25/05/2026
Wenn schon im „zu Hause „ schlechte Stimmung herrscht .
Spannungen und dadurch Unsicherheit entsteht -
dann spürt man Stimmungen, bevor überhaupt jemand etwas sagt. Ein Blick reicht manchmal schon aus, damit sich innerlich alles zusammenzieht
Und als Kind lernt man dann etwas Gefährliches:
Sich selbst zurückzunehmen.
Nicht zu laut lachen.
Nicht zu fröhlich sein.
Nicht zu wild.
Nicht zu lebendig.
Denn wenn um einen herum Schwere herrscht, beginnt man irgendwann zu glauben, dass die eigene Leichtigkeit falsch ist.

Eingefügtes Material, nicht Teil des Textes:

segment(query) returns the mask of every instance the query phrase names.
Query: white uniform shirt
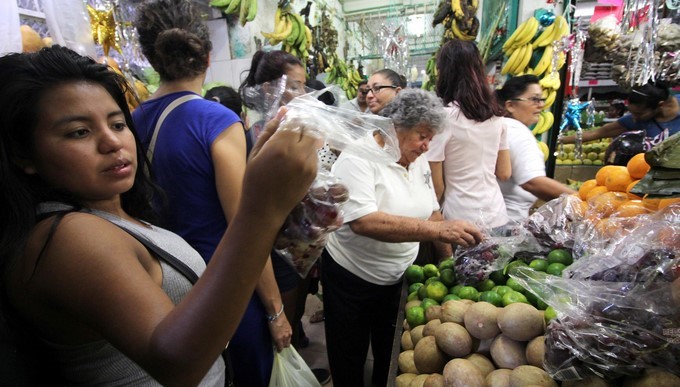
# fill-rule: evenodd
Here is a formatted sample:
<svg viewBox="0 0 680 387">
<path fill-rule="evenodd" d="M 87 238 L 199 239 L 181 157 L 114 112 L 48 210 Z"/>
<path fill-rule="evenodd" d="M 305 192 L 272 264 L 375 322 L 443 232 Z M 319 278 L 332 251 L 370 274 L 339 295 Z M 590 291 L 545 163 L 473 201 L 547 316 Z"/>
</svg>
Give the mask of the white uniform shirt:
<svg viewBox="0 0 680 387">
<path fill-rule="evenodd" d="M 445 108 L 444 131 L 434 136 L 425 154 L 442 162 L 445 219 L 483 221 L 490 227 L 508 222 L 505 202 L 496 182 L 498 151 L 508 149 L 502 117 L 469 120 L 457 105 Z"/>
<path fill-rule="evenodd" d="M 343 152 L 332 172 L 347 185 L 349 201 L 342 209 L 345 223 L 331 233 L 326 249 L 357 277 L 377 285 L 401 279 L 418 254 L 418 242 L 389 243 L 355 234 L 349 222 L 376 211 L 428 219 L 439 209 L 432 173 L 425 157 L 408 170 L 397 163 L 379 164 Z"/>
<path fill-rule="evenodd" d="M 537 199 L 520 186 L 533 178 L 545 176 L 545 162 L 531 131 L 515 119 L 503 120 L 510 146 L 512 177 L 506 181 L 499 180 L 498 185 L 503 192 L 508 217 L 510 220 L 520 222 L 529 216 L 529 209 Z"/>
</svg>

Also dämpft man sich selbst. Man unterdrückt Gefühle. Man hält Emotionen zurück. Man wird vorsichtiger, stiller, angepasster.
Und irgendwann passiert etwas Merkwürdiges:
Man verliert langsam den Zugang zu sich selbst.
Denn Gefühle verschwinden nicht einfach.
Sie werden abgespalten. Tief irgendwo im Inneren verstaut. Zusammen mit der eigenen Lebendigkeit. Mit dem kindlichen Strahlen. Mit der Freude. Mit dem echten Selbst.
Und dann lebt man plötzlich ein Leben, in dem man funktioniert, aber sich selbst kaum noch spürt.
Man wird vielleicht Betreuer. Coach. Helfer. Partner. Mutter. Vater. Arbeitnehmer.
Man erfüllt Rollen.
Aber wer ist man eigentlich wirklich?
Diese Frage hat mich irgendwann tief getroffen.
Denn ich bin nicht mein Beruf.
Ich bin nicht nur das, was ich leiste.
Ich bin nicht die Rolle, die ich für andere spiele.
Ich bin das, was ich fühle.
Ich bin meine Tiefe.
Meine Wärme.
Meine Lebendigkeit.
Mein Lachen.
Meine Tränen.
Meine Begeisterung.
Meine Verletzlichkeit.
Das bin ich.
Und vielleicht beginnt Heilung genau dort:
Wenn man still wird. Wenn man sich zurückzieht aus all dem Lärm, all den Erwartungen, all dem Funktionieren. Wenn man den Mut hat, wieder nach innen zu lauschen.
Wer war ich eigentlich, bevor ich lernen musste, mich zu unterdrücken?
Denn tief unter all den Schutzmechanismen wartet oft immer noch dieser lebenslustige, quirlige, warme Mensch. Nicht verschwunden. Nur verschüttet.
Und wenn man beginnt, diese abgespaltenen Teile wieder einzusammeln, dann verändert sich plötzlich das ganze Leben.
Man kämpft weniger.
Man verbiegt sich weniger.
Man hört auf, ständig gegen sich selbst zu leben.
Und auf einmal entsteht etwas, das viele Menschen ihr ganzes Leben suchen:
Innere Leichtigkeit.
Nicht, weil das Leben perfekt geworden ist.
Sondern weil man endlich wieder mit sich selbst verbunden ist.
Vielleicht ist das die größte Rückkehr überhaupt:
Nicht jemand anderes zu werden.
Sondern endlich wieder der Mensch zu sein, der man immer war.